La course au Secrétariat général des Nations Unies entre dans sa dernière ligne droite avant le premier vote indicatif du Conseil de sécurité, attendu à la fin du mois de juillet. Par ce scrutin à bulletin secret, les quinze membres du Conseil indiquent, pour chaque candidat, s'ils l'« encouragent », le « découragent » ou ne se prononcent pas.

La mécanique donne son prix à chaque contact. Pour être recommandé à l'Assemblée générale, un candidat doit réunir au moins neuf voix sans le veto d'aucun des cinq membres permanents, les États-Unis, le Royaume-Uni, la France, la Chine et la Russie. Ce premier tour ouvre la procédure sans la refermer : sur les précédents comparables de 2007 et 2015, la recommandation formelle n'est intervenue qu'à l'automne.

Dans cette perspective, la campagne du Président Macky Sall se concentre sur les consultations bilatérales, après une tournée qui l'a mené récemment à Bogota, auprès du président colombien, et à Moscou.
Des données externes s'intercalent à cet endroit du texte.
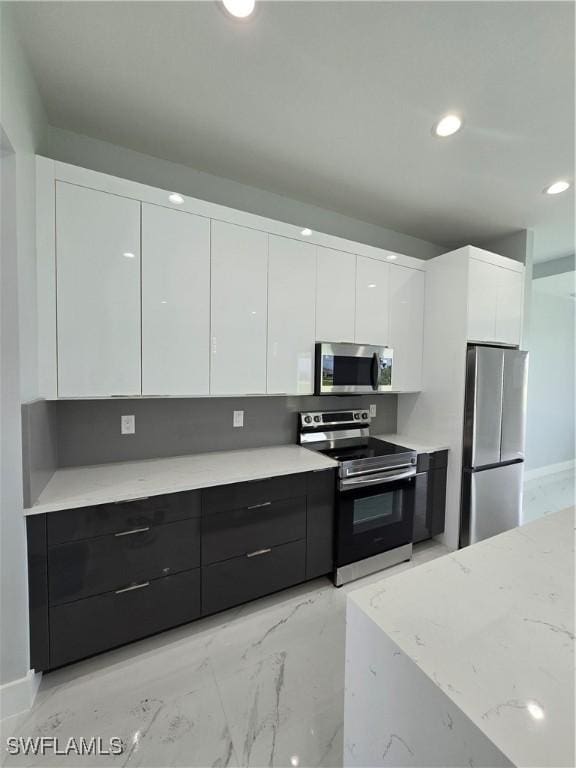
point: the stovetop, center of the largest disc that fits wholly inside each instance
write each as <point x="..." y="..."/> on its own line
<point x="371" y="449"/>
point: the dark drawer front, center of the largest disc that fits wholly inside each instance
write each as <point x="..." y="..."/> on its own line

Chaque échange avec un membre du Conseil compte, et la vision portée reste constante : une ONU inclusive, impartiale et orientée vers l'action, à l'écoute de chaque État membre.
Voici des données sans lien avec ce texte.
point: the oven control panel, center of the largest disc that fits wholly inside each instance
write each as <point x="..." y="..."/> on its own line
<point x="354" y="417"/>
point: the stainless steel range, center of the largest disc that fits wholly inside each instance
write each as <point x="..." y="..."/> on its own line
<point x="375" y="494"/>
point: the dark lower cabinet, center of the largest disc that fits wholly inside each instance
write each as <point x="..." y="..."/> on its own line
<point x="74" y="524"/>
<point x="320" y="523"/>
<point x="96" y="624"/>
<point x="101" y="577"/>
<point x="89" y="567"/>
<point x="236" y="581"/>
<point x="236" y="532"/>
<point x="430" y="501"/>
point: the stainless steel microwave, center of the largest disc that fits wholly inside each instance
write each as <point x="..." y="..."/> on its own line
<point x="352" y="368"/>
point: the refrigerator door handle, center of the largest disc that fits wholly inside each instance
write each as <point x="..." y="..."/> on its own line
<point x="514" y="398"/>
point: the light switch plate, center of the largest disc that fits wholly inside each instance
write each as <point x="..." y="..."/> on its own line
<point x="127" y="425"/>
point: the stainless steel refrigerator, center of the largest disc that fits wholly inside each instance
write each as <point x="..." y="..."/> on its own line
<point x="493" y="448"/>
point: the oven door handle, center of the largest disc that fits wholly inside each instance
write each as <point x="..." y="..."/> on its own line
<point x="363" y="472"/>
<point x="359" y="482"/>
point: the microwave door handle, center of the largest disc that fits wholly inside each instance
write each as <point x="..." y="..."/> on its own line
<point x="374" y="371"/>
À cette démarche, l'expérience donne son socle : douze ans à la tête du Sénégal, la présidence de l'Union africaine en 2022, la voix du continent dans les crises alimentaire, sanitaire et énergétique. Seul candidat africain en lice, le Président Macky Sall porte depuis le 20 juillet la candidature officielle du Sénégal, dont le réseau diplomatique est mobilisé dans les capitales.

Six candidatures sont déposées à ce jour. La course reste ouverte, aucun favori net ne se dégage, et c'est au Conseil que la hiérarchie réelle se dessinera. La semaine sera scrutée capitale par capitale.

L'Afrique au cœur, le monde en ligne de mire.